Steven C. Huber - One of the best experts on this subject based on the ideXlab platform.

  • Sucrose Phosphate Synthase and Sucrose Accumulation at Low Temperature
    Plant Physiology, 1992
    Co-Authors: Joan L. Huber, Steven C. Huber
    Abstract:

    The influence of growth temperature on the free sugar and Sucrose phosphate synthase content and activity of spinach (Spinacia oleracea) leaf tissue was studied. When plants were grown at 25°C for 3 weeks and then transferred to a constant 5°C, Sucrose, glucose, and fructose accumulated to high levels during a 14-d period. Predawn sugar levels increased from 14- to 20-fold over the levels present at the outset of the low-temperature treatment. Sucrose was the most abundant free sugar before, during, and after exposure to 5°C. Leaf Sucrose phosphate synthase activity was significantly increased by the low-temperature treatment, whereas Sucrose synthase and invertases were not. Synthesis of the Sucrose phosphate synthase subunit was increased during and after low-temperature exposure and paralleled an increase in the steady-state level of the subunit. The increases in Sucrose and its primary biosynthetic enzyme, Sucrose phosphate synthase, are discussed in relation to adjustment of metabolism to low nonfreezing temperature and freezing stress tolerance.

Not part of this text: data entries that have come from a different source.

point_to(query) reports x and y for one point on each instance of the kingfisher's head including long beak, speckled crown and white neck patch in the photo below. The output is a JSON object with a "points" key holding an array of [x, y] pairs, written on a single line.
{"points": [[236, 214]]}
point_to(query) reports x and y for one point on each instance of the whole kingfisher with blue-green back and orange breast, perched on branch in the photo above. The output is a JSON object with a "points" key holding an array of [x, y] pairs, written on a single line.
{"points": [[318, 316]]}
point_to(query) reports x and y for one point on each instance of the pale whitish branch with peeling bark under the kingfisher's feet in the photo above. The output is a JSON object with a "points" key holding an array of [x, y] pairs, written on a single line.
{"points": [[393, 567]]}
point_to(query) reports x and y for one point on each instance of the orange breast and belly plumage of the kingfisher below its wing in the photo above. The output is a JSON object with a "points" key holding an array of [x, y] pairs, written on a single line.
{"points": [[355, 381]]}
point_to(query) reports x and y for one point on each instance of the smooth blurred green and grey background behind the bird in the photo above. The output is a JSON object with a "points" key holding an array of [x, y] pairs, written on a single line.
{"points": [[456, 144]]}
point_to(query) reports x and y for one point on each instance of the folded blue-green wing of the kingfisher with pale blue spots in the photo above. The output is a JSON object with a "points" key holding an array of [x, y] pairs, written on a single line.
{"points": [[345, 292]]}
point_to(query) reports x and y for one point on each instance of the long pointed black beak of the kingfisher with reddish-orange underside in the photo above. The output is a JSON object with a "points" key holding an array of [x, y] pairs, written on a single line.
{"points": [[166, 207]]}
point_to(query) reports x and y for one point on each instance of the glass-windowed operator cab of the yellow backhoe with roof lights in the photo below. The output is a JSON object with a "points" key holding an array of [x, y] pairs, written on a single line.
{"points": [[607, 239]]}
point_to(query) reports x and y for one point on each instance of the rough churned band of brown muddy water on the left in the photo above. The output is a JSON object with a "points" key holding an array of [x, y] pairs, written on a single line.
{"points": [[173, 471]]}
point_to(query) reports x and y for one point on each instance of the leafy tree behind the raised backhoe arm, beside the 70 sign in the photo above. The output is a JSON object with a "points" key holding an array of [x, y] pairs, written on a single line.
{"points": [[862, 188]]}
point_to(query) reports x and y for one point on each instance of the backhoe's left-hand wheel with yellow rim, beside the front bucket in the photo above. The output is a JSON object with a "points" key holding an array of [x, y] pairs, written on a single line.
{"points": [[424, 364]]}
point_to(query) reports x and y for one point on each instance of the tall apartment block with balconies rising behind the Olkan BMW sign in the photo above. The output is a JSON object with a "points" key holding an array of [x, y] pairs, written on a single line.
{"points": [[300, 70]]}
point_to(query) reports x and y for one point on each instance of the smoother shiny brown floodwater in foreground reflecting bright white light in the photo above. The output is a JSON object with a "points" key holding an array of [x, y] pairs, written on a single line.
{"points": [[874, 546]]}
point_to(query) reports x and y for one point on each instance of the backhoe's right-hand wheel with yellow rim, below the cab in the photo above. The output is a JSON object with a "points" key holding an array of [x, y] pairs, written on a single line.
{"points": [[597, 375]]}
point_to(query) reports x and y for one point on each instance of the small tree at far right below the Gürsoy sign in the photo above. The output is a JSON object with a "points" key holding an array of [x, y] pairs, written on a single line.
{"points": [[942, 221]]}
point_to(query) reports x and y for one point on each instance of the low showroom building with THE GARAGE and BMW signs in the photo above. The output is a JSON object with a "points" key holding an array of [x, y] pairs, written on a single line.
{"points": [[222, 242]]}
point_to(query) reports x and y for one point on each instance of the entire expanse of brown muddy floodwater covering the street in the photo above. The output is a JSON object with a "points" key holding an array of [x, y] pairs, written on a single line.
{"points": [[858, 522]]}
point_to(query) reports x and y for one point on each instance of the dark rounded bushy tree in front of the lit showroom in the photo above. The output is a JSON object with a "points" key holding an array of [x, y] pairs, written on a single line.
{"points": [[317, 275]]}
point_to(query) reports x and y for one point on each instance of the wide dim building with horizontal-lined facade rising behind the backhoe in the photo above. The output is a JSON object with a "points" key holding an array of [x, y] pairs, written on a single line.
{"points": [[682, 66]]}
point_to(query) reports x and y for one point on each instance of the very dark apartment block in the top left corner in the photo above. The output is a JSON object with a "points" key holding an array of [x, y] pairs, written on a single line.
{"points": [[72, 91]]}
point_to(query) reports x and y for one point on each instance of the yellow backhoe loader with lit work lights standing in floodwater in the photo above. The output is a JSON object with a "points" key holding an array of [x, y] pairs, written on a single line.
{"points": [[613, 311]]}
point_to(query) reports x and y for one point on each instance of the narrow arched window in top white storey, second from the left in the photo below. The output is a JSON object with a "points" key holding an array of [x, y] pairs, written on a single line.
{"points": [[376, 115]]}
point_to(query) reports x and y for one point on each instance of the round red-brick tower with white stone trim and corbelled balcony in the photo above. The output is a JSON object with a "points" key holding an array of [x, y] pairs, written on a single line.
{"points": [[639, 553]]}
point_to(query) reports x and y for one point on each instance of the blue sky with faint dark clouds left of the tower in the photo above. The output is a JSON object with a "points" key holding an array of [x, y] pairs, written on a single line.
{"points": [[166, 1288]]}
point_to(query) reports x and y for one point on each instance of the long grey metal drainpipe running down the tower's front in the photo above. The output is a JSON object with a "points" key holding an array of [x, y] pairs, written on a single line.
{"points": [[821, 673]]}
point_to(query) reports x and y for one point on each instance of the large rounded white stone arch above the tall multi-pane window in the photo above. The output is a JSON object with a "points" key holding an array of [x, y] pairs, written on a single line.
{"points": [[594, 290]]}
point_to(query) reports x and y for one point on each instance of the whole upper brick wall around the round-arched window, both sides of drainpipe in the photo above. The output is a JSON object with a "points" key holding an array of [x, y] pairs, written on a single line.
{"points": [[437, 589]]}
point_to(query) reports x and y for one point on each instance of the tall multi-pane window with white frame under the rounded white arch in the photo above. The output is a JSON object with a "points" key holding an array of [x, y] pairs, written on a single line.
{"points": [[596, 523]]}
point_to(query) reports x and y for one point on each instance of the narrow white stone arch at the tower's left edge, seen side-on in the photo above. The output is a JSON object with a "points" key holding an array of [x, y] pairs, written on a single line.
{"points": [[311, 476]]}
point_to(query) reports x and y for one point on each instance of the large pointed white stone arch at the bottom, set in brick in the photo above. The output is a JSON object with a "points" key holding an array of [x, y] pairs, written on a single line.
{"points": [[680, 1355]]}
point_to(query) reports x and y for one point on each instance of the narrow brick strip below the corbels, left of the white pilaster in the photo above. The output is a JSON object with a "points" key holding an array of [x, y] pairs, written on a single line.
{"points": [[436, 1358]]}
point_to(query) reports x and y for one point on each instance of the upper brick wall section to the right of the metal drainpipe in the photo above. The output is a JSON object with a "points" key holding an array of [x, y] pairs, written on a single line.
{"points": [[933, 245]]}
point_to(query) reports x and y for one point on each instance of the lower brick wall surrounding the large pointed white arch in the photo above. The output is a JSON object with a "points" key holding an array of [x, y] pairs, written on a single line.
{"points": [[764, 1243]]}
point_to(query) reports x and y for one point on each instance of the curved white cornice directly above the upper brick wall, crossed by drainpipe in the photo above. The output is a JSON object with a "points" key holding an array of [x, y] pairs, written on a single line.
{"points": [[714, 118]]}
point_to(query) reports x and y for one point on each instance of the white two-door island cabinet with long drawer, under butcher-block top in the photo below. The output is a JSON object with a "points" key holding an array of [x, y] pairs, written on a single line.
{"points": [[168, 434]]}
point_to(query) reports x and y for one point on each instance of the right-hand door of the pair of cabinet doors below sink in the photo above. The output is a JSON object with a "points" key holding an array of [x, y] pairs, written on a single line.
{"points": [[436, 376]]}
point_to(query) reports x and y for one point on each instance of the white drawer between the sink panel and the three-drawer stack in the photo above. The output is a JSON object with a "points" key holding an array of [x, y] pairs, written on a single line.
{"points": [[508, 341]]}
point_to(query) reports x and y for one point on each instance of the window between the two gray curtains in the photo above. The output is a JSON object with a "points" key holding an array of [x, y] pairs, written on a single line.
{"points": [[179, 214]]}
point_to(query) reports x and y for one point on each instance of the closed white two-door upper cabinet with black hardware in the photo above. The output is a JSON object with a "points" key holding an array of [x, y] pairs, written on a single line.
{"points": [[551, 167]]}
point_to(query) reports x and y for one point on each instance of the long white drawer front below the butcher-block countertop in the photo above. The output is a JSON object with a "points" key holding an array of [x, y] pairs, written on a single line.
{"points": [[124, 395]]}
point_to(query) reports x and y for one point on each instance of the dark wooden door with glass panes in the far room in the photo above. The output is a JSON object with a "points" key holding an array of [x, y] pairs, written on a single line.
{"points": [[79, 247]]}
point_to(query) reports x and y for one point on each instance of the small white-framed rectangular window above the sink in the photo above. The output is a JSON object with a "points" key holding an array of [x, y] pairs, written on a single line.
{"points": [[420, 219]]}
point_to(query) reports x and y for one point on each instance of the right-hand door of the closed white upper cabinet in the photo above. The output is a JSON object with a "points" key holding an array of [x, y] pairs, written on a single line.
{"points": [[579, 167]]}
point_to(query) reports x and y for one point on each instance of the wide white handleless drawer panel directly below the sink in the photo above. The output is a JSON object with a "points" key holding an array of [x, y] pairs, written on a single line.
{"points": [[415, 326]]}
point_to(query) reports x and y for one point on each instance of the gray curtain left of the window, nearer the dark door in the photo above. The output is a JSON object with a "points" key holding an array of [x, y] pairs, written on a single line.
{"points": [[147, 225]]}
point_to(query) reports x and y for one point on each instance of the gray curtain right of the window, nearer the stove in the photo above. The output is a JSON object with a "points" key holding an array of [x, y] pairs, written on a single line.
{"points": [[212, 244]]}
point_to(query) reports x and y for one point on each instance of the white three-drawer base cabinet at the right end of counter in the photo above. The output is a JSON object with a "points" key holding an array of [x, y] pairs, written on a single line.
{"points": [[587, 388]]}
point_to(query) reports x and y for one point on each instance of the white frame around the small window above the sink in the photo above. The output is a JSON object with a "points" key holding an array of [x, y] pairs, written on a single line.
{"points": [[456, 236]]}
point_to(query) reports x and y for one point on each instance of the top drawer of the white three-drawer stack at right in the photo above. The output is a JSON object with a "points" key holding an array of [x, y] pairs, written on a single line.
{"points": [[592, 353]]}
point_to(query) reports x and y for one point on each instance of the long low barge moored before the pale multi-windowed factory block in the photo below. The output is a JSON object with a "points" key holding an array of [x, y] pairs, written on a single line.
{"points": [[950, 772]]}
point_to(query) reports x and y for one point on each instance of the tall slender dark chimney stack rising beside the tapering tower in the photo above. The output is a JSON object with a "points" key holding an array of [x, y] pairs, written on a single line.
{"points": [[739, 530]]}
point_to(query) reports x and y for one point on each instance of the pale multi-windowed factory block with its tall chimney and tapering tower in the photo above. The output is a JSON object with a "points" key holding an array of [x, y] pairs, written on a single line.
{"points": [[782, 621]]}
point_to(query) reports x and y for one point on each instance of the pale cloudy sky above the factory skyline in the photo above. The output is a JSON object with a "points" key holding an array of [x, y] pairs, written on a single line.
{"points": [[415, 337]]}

  • Sucrose phosphate synthase and other Sucrose metabolizing enzymes in fruits of various species.
    Physiologia Plantarum, 1991
    Co-Authors: Natalie L. Hubbard, D. Mason Pharr, Steven C. Huber
    Abstract:

    Recent reports have suggested that Sucrose phosphate synthase (EC 2.4.1.14), a key enzyme in Sucrose biosynthesis in photosynthetic “source” tissues, may also be important in some Sucrose accumulating “sink” tissues. These experiments were conducted to determine if Sucrose phosphate synthase is involved in Sucrose accumulation in fruits of several species. Peach (Prunus persica NCT 516) and strawberry (Fragaria x ananassa cv. Chandler) fruits were harvested directly from the plant at various stages of fruit development. Kiwi (Actinidia chinensis), papaya (Carica papaya), pineapple (Ananas comosus) and mango (Mangifera indica) were sampled in postharvest storage over a period of several days. Carbohydrate concentrations and activities of Sucrose phosphate synthase, Sucrose synthase (EC 2.4.1.13), and acid and neutral invertases (EC 3.2.1.26) were measured. All fruits contained significant activities of Sucrose phosphate synthase. Moreover, in fruits from all species except pineapple and papaya, there was an increase in Sucrose phosphate synthase activity associated with the accumulation of Sucrose in situ. The increase in Sucrose concentration in peaches was also associated with an increase in Sucrose synthase activity and, in strawberries, with increased activity of both Sucrose synthase and neutral invertase. The hexose pools in all fruits were comprised of equimolar concentrations of fructose and glucose, except in the mango. In mango, the fructose to glucose ratio increased from 2 to 41 during ripening as Sucrose concentration more than doubled. The results of this study indicate that activities of the Sucrose metabolizing enzymes, including Sucrose phosphate synthase, within the fruit itself, are important in determining the soluble sugar content of fruits of many species. This appears to be true for fruits which sweeten from a starch reserve and in fruits from sorbitol translocating species, raffinose saccharide translocating species, and Sucrose translocating species.